In an email sent to a ticket holder seeking a refund, Shaun Lord, a director of Exciting Events, admitted problems with queues but said: "The vast majority of children loved Fortnite Live Norwich".

However, the organizer of the not-so-epic event told the Eastern Daily Press that not only would the festival be back, it'd be 'bigger and better'.

Spalding-based organisers, Exciting Events Limited, announced its decision on Tuesday after legal action against it by United States firm Epic Games which owns Fortnite.

According to Eurogamer, Exciting Events intended on carrying out the remaining two days of the Fortnite Live Norwich festival, but Epic's response has now put a stop to that.

Fortnite Live was meant to be a celebration of all things related to the blockbuster game, but in the grand tradition of other festivals such as the infamous FyreCon or Rain Furrest, it crashed and burned spectacularly.
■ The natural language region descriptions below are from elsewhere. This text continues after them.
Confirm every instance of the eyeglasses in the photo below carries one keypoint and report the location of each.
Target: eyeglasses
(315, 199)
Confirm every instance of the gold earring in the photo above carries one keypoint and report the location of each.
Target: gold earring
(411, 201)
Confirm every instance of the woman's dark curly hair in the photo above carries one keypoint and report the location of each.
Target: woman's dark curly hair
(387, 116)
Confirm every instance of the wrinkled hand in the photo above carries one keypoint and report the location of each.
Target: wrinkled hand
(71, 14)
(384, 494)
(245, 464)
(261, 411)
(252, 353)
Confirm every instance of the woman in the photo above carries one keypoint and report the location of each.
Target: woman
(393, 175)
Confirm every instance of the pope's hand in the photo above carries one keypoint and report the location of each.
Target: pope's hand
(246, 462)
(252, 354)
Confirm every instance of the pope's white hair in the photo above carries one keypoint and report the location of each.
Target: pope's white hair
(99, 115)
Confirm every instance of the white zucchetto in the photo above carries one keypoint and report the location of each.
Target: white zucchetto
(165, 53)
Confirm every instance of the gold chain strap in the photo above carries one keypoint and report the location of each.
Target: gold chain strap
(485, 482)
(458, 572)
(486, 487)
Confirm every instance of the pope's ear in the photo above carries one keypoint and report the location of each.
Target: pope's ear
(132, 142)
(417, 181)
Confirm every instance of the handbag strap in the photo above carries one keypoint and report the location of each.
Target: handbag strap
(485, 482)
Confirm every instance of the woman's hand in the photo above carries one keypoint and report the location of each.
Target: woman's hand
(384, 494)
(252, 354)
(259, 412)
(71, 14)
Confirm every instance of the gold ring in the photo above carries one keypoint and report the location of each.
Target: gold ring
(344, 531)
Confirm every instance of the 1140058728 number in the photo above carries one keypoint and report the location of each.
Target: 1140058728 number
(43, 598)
The BBC has asked Exciting Events for a comment.

The event advertised "Live Games playing throughout the day, Dance Battles to end all battles, Challenges, Crazy Competitions, Awsome [sic] activities, Screens of your favourite YouTubers playing non-stop and of course Shopping, and so much more!"

Ticket prices were reportedly too high and only some people received refunds at the time. Sadly, the attendees described the event as filled with long queues that were ultimately met with dismal attractions for the high entry fee.

According to EuroGamer, Epic Games plans to sue the organizers behind the event, with a spokesperson for the company stating that it wasn't involved with the United Kingdom event.

But it takes more than an idea to pull off a festival, and Exciting Events neither had the resources nor the staff to support this unlicensed Fortnite experience.

On comparisons to Fyre Festival, he added: 'To relate to that was a bit harsh.

Around 2,800 people showed up for the two-day event, only to find its attractions woefully beneath even the lowest expectations.

Visitors to the festival were charged up to £22 for a ticket and a further £20 each for wristbands to take part in attractions.